Practical Epiphanies (or: Art Education)

Emily Dickinson once wrote that she knew a poem when she read it because it made her feel like the top of her head had come off. That is, I think, as good a definition of Art of any genre (painting, writing, dance, music) as any other. But why should anyone want that? Doesn't it sound kind of painful? Like decapitation? Do I want the top of my head to come off? Let's say I don't. What have I lost?

When the top of your head comes off, just for a second, the universe floods in; and just for that second, something made sense and was seen clearly that is normally just a tangled knot of wet string. Just for a second. It's a flash and then it's gone, but there's nothing on earth except art that can do this thing. And to me, if you've never known it, that's sad. That's a tragedy, like never falling in love. Someone who has never fallen in love of course has not lost anything, because they never had it to begin with; and if you've never had the top of your head pop off then I suppose you haven't lost anything either, technically. But there's a hole in your life that you can't even see because you don't know that it's supposed to be filled.

Gwendolyn MacEwen's poems 'The Return' and 'Child Dancing'

It makes us more human, I think. Like falling in love. Or like that moment on a midwinter's day when you step outside, and the sun is shining, but cold and pale, more like the memory of the sun than the sun itself; and just for that moment, your memory of a bright June sun and its palpable heat on your face and your arms is so vivid that it feels more real than the actual sun, shining. It doubles us and splits us and then knits us back together again.

The question of common sense is always what is it good for? - a question which would abolish the rose and be answered triumphantly by the cabbage. ~James Russell Lowell

Exactly.

I'm not saying that anything that isn't art that is no good. A novel can be an excellent novel without being art; a painting can be a beautiful painting without being art--because art goes beyond the technical mastery of a skill into the realm of intentions and a desire to say something in particular. There are many good television shows and plenty of good music that are designed to be disposable; and what of it? who cares? It's not a bad thing that capital-a Art is outnumbered a hundred to one by competent (and not so competent) entertainments. Any more than it's a bad thing that, for every one of us, the people we fall in love with are rare while friendships are comparatively plentiful.
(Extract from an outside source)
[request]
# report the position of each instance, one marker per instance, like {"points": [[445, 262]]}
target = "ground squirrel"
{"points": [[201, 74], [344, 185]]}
Just because friendships aren't falling-in-love doesn't mean we should denigrate friendships; nor does it mean that, because love affairs are a kind of madness that strike like lightning once or maybe twice and turn your life upside down, one should abolish love.

starrynight.jpg

The more serious problem of talking about art is that we all know what it feels like but no one knows how else to define it, because that thing that pops the top of my head off might not work for you. At the top of this post is a painting by Emily Carr, one of my favourite visual artists. I love her work. Georgia O'Keefe never did much for me, though I can appreciate the technical mastery and symbolism of her work. The impressionists made paintings that are very pretty but which don't speak to me. But anything by Van Gogh makes me very happy. The paintings I love have a lot in common: colours stronger than those found in nature, thick paint and visible brush strokes, a slight sense of surrealism--things represented as they are instead of how they look. Of course this does not mean that the impressionists produced something that is not art--only that I am not in their audience. Art, despite its appearance, is a community project: it is not enough for the artist in their garret to produce something beautiful and amazing in solitude; it must be seen to be completed. It must produce that thing we call the artistic experience in an audience to be a work of art. Without an audience, there is no art. (This is why I find it so distressing when a blogger comes down hard on themselves for wanting an audience for their writing. What else should you be writing for? Do you realize that every writer who ever said that a writer should write for the love of writing itself has, in fact, published?)*

To put it another way: if the artist is a mother and the work of art is her baby, then the audience is the midwife, who births it. Without an audience the work of art is never born, it doesn't live.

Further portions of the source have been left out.